Além disso, diz ele, com o encarecimento do preço dos terrenos no Rio, desde 2005, as empresas muitas vezes têm buscado economizar em outros itens, para conseguir manter a margem de lucro. E mesmo quando as construtoras conseguem áreas mais baratas, em vários casos não realizam as intervenções que os terrenos exigiriam.
— Ao longo da Avenida Brasil, por exemplo, são vários condomínios abaixo do nível da via. Esses terrenos precisariam de estruturas de drenagem maiores. Mas elas acabam não sendo feitas. As áreas inundam, o que pode vir a prejudicar as fundações e comprometer o solo — afirma Adauto, que conduz uma pesquisa sobre o programa do governo federal.

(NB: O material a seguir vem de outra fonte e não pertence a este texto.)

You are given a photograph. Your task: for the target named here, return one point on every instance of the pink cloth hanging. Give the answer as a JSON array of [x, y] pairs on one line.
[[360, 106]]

Na cidade do Rio, a Secretaria municipal de Habitação afirma que mantém equipes de fiscalização e manutenção, além de plantão de assistentes sociais, nos empreendimentos do Minha Casa Minha Vida. E diz que, sempre que identifica problemas ou é acionada pelos moradores, verifica as causas e, caso constate “vício construtivo”, notifica a Caixa e as construtoras, para que tomem as providências necessárias.

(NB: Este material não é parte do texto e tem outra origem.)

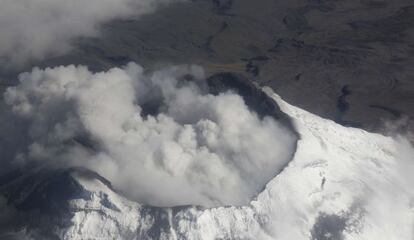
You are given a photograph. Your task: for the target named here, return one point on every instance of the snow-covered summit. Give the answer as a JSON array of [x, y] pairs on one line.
[[342, 183]]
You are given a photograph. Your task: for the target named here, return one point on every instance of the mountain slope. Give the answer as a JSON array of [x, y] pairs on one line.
[[343, 183]]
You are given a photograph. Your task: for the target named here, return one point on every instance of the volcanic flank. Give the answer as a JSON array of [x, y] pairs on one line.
[[166, 138]]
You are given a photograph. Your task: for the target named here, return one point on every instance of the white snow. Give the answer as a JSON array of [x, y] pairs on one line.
[[362, 184]]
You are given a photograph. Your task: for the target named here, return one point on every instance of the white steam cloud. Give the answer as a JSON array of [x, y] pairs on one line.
[[31, 29], [199, 149]]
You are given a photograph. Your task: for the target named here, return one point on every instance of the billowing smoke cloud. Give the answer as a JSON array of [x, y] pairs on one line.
[[197, 149], [37, 28]]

Já a Caixa Econômica garantiu que os empreendimentos Bairro Carioca, Santa Helena e Santa Lúcia foram construídos fora da faixa de alagamento, atendendo a todas as normas de segurança. No caso de Triagem, a instituição afirma que a prefeitura já iniciou obras de drenagem, canalização e desassoreamento do Canal do Cunha, próximo ao terreno. Em Caxias, a área de engenharia da Caixa, junto com o município, iniciou trabalhos técnicos na região para identificar as causas do alagamento e evitar futuras inundações.
Além disso, foram tomadas outras medidas, como a instalação de uma agência móvel do banco próximo aos condomínios, a suspensão do pagamento das prestações do financiamento imobiliário até que sejam restabelecidas as condições de moradia e contratação de uma empresa para realizar os serviços de recuperação dos imóveis. Quanto aos prédios do Fonseca, em Niterói, que vão abrigar vítimas da tragédia do Morro do Bumba, a entidade informou que já contratou perícia técnica a fim de identificar os fatores que determinaram os problemas. O resultado deve sair em até 15 dias. Dois blocos estão sendo demolidos, e foram tomadas providências para impedir o acesso de pessoas ao local.
A instituição informou ainda que tem equipes técnicas que acompanham regularmente as obras. Com relação aos empreendimentos de Santa Cruz e Realengo, a Caixa disse que enviará equipes ao local para fazer vistorias.
Só na cidade do Rio, segundo dados da Secretaria municipal de Habitação, já foram entregues 30.199 unidades pelo Minha Casa Minha Vida até o fim de 2012. Em todo o estado, informou o Ministério das Cidades, já foram entregues 41.622 unidades do programa.